A novel chip-scale instrument made from carbon nanotubes may simplify absolute measurements of laser power. Developers of the unit at the National Institute of Standards and Technology (NIST) say it may prove especially useful for measuring light signals transmitted by optical fibers in telecom networks.

NIST 'Nanotubes on a Chip' Aims To Lead  Power Measurements

NIST’s new cryogenic radiometer. Credit: Tomlin/NIST

The prototype device is a miniature version of an instrument called a cryogenic radiometer. It was made using a silicon chip topped with circular mats of CNTs standing on end, according to NIST project leader John Lehman.

The mini-radiometer builds on NIST's previous work using nanotubes to make an ultra-efficient, highly accurate optical power detector. The work advances NIST's ability to measure laser power delivered through fiber for calibration customers, Lehman added.

"This is our play for leadership in laser power measurements. This is arguably the coolest thing we've done with carbon nanotubes. They're not just black, but they also have the temperature properties needed to make components like electrical heaters truly multifunctional," Lehman said in a statement.

The circular patch of CNTs on a pink silicon backing is one component of NIST’s new cryogenic radiometer. The image shows the device at quarter for scale. Gold coating and metal wiring has yet to be added to the chip. The radiometer will simplify and lower the cost of disseminating measurements of laser power.

The tiny circular forests of CNTs are assembled in a special way to create VANTAs ("vertically aligned nanotube arrays"). This approach, Lehman said, have several desirable properties. Most importantly, they uniformly absorb light over a broad range of wavelengths and their electrical resistance depends on temperature. The VANTAs perform three different functions in the radiometer.

One VANTA mat serves as both a light absorber and an electrical heater, and a second VANTA mat serves as a thermistor (a component whose electrical resistance varies with temperature). The VANTA mats are grown on the micro-machined silicon chip, an instrument design that is easy to modify and duplicate. In this application, the individual nanotubes are about 10 nanometers in diameter and 150 micrometers long.

By contrast, ordinary cryogenic radiometers use more types of materials and are more difficult to make. They are typically hand assembled using a cavity painted with carbon as the light absorber, an electrical wire as the heater, and a semiconductor as the thermistor. Furthermore, these instruments need to be modeled and characterized extensively to adjust their sensitivity, whereas the equivalent capability in NIST's mini-radiometer is easily patterned in the silicon.

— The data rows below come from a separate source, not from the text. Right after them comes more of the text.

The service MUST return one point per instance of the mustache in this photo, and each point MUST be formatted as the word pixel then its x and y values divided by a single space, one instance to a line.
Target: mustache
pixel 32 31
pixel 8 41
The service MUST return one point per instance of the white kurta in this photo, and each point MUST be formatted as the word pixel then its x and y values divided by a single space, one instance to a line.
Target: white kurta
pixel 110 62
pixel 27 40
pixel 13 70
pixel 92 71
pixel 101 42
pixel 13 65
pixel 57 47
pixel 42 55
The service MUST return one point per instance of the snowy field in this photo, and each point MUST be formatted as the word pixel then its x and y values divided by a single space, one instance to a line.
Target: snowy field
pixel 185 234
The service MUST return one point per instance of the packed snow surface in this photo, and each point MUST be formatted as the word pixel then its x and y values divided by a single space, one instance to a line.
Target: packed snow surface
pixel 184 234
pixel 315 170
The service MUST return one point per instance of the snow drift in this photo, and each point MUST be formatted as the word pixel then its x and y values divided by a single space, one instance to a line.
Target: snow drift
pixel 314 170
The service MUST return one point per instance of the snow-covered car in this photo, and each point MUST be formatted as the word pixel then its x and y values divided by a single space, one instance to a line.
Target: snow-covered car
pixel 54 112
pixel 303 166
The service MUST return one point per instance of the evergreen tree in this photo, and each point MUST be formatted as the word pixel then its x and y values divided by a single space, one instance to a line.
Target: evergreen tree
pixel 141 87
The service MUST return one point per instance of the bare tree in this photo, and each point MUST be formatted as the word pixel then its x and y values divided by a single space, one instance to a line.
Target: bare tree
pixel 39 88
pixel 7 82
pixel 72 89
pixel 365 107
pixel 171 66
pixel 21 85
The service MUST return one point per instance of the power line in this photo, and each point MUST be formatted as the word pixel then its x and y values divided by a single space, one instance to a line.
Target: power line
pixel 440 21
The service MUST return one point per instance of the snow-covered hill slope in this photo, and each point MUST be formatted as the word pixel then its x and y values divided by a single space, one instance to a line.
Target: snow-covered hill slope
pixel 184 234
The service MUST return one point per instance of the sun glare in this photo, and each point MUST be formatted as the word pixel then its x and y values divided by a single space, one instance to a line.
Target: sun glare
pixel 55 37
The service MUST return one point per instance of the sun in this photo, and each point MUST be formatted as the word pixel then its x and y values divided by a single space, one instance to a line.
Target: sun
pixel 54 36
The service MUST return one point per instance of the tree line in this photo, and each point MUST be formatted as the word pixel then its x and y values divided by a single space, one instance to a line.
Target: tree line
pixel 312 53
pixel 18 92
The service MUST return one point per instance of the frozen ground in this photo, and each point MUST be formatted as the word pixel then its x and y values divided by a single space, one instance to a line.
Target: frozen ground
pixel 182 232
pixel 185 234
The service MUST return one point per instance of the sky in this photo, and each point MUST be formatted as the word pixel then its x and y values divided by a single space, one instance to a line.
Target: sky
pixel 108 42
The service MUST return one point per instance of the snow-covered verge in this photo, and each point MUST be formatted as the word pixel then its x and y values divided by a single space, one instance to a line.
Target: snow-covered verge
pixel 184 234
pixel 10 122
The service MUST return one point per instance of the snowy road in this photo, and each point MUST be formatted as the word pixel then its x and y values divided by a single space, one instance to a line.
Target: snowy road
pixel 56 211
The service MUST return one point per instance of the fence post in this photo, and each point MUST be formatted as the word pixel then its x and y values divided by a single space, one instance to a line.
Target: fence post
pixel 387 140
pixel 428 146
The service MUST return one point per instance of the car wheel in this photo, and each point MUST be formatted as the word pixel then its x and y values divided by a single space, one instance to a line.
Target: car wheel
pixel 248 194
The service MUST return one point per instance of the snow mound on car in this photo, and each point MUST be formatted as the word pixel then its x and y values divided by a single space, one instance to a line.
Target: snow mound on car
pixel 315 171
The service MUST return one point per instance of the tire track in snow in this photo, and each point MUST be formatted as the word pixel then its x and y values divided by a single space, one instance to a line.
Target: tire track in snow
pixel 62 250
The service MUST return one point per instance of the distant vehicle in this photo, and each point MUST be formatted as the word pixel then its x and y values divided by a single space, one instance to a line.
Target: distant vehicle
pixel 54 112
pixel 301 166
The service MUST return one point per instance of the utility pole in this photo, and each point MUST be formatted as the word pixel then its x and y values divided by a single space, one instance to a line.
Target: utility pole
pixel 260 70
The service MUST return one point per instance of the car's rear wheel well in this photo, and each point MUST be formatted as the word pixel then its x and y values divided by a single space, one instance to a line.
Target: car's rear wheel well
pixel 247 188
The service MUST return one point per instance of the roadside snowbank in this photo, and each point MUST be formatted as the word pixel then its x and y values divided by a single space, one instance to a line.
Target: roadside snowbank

NIST’s tests were performed at a temperature of 3.9 K, using light at the telecom wavelength of 1550 nanometers.

NIST and other institutes measure laser power by tracing it to fundamental electrical units. Radiometers absorb energy from light and convert it to heat. Then the electrical power needed to cause the same temperature increase is measured. NIST researchers found that the mini-radiometer accurately measures both laser power (brought to it by an optical fiber) and the equivalent electrical power within the limitations of the imperfect experimental setup.

NIST plans to apply for a patent on the chip-scale radiometer. Future research may also address extending the laser power range into the far infrared, and integration of the radiometer into a potential multipurpose "NIST on a chip" device.